18th Annual Walking Tour Archive – Danville Historical Society

Historic Designation: S.J. Slaughter House
Address: 154 Sutherlin Avenue
1990 Owners: Alex & Henrietta Mitchell
Description:

Previously on tour in 1985, this charming and spacious “raised cottage” is undergoing an elegant restoration by its new owners, who recently moved to Danville from the Eastern Shore. In 1913,Mr. and Mrs. Thomas B. Gresham of Baltimore, Maryland, sold Lot 11 with this home, then under construction, to Stonewall Jackson Slaughter. Sold for $2,250, the cottage is typical of the simpler line of architecture built during the Edwardian era. The home is embellished with a bevelled, leaded-glass front door and a Neoclassical front porch. This ornamentation is repeated in the interior with the Neoclassical columns, which divide the front foyer from the sitting room. 

S.J. Slaughter, its first occupant, was a Danville tobacconist. He married Elizabeth Maury, who is descended from the well-known Maury and Harvie families of Danville and Virginia. After Mr. Slaughter’s death, his wife continued to live here until 1950, when she sold the home to Mr. and Mrs. J. Kenneth Carter. The Carters resided on Sutherlin Avenue for over 20 years before selling the home to Mr. and Mrs.
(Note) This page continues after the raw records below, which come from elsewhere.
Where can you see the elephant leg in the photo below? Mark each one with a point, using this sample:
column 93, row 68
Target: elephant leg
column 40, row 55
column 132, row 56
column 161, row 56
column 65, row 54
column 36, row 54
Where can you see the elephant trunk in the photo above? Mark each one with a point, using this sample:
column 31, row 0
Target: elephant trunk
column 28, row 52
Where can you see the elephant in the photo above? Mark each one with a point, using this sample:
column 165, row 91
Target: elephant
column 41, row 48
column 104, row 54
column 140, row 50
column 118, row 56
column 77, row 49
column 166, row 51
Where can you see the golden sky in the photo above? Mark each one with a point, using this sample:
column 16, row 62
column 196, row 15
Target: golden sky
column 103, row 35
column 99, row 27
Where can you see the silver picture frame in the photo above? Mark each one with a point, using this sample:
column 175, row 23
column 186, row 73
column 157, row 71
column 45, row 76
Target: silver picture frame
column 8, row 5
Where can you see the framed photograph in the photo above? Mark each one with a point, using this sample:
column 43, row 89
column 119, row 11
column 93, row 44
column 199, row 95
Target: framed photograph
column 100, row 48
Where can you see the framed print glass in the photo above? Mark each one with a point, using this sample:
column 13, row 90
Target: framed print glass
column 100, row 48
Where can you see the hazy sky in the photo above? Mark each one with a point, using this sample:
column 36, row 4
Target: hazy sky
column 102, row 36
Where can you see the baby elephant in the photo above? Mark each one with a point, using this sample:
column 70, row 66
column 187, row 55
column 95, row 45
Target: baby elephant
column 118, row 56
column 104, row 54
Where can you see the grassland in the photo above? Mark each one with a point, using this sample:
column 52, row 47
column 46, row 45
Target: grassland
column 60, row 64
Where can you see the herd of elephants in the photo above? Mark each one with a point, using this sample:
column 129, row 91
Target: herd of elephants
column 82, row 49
El rod M. Long just about the time the Danville Historic District was formed in the early 1970’s. Renewed interest in preserving the area spurred the planting of Bradford pear trees along die curbside in 1977. The current owners purchased the home from Mrs. E. Harrison Mitchell in 1990. 

Tour visitors will be pleased to see personal belongings of Vice President James S. Sherman, who is Henrietta Mitchell’s grandfather. Sherman was elected in 1908 along with William H. Taft, President of the United States. 

Family memorabilia includes Vice President Sherman’s study lamp and a photograph of his wife in her inaugural gown, which is on exhibit in the Smithsonian in Washington, D.C. Alex, a liturgical musician, is the proud owner of the antique Steinway (1885) in the front parlor. The home is splendidly furnished with antiques and family portraits. The Mitchells chose to live in Danville after residing along the East Coast from Vermont to North Carolina and in England.